Trends We See in Web Management
Executive management is disengaged from web. Lack of senior leadership and direction from the C suite is what makes the job of web managers hard to do.
The organization should own its web. Organizations need to have clear, strategic decision-making authority over web.
Many organizations often don't know (and have no clue how to measure) whether their web presence is effective.
Web Operations Management (WOM)
According to Welchman, WOM consists of the following components:
- Web strategy
- Web measurement
- Web execution
- Web governance
Web strategy is used to translate org. objectives and values into management directives for the web. The two artifacts of a successful web strategy are: guiding principles and formalization of authority.
You need to have guiding principles down and you need to formalize authority, said Welchman, in order to be successful. One of the goals of the guiding principles is to articulate high-level business objectives.
Formalization of authority enables governance and execution. People who set policies need to be a different kind of expert.
Peers fight, but the C-level authority fuels execution, or as Welchman said, "The stuff doesn't get done, if it doesn't come from the C suite." Welchman warned, though, about the C-level folk, "You want them to be engaged, but not too engaged."
The more effective web teams are those that aggregated IT and communication into one team. Alternatively, if they're segregated, they communicate well and this makes them successful. They need to be in the same group, as they work on the same web product.
Web governance is about authoritative structures setting policies and standards for your web products. "Web strategy is the piece that hasn't happened, it's silly it hasn't happened." It is not hard to write a set of guiding principles and say this is the web team and we're gonna have some policies around our web product, pointed out Welchman.
"It's a travesty that web strategy is so messed up." If you don't have a web strategy it's a problem, but without web governance you have even more problems.
Artifacts of sound governance include policy, standards and governance framework. When there's no governance, you see very angry and frustrated (or, obliviously happy) web teams.
Web execution should be focused around coordination of tactical web teams with a goal of creating high-quality web presence for your organization.
As Welchman noted, it is very important to think carefully about who exactly should be on your web team and what their accountability is.

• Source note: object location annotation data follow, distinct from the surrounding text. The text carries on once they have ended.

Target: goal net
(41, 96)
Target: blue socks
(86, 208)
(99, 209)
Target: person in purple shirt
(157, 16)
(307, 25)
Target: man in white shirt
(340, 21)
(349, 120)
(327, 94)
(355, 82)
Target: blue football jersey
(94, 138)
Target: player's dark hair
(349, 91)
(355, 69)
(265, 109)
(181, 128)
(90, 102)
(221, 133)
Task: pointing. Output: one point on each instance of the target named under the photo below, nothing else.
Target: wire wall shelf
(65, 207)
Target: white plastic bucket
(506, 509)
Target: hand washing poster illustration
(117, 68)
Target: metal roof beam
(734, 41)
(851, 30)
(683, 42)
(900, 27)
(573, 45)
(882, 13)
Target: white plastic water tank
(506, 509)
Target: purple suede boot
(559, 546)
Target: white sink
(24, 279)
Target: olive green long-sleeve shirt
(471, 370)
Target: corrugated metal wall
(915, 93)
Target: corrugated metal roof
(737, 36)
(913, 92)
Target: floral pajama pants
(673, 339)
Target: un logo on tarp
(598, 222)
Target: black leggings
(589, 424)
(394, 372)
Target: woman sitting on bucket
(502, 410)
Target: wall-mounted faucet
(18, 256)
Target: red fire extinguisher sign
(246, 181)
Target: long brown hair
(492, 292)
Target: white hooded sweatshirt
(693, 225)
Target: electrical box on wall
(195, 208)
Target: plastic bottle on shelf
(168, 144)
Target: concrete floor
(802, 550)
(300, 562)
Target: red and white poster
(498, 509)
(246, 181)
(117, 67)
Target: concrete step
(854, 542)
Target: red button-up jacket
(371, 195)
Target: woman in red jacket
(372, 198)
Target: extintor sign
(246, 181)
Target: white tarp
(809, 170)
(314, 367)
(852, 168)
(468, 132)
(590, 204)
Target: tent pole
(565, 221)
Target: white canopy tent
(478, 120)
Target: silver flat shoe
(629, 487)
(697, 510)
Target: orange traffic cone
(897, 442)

What do you measure to find out whether or not you're successful? There isn't anything in an organization that doesn't improve if it can be measured. Measuring your web presence for quality, risk and performance is crucial. Being able to quantify your web is really important.
Web measurement can help you understand if the web is meeting strategic goals set by your management, and whether the dollars are spent right. "You don't just get to spend company's money... How much money is put in the web is really a business decision..." noted Welchman.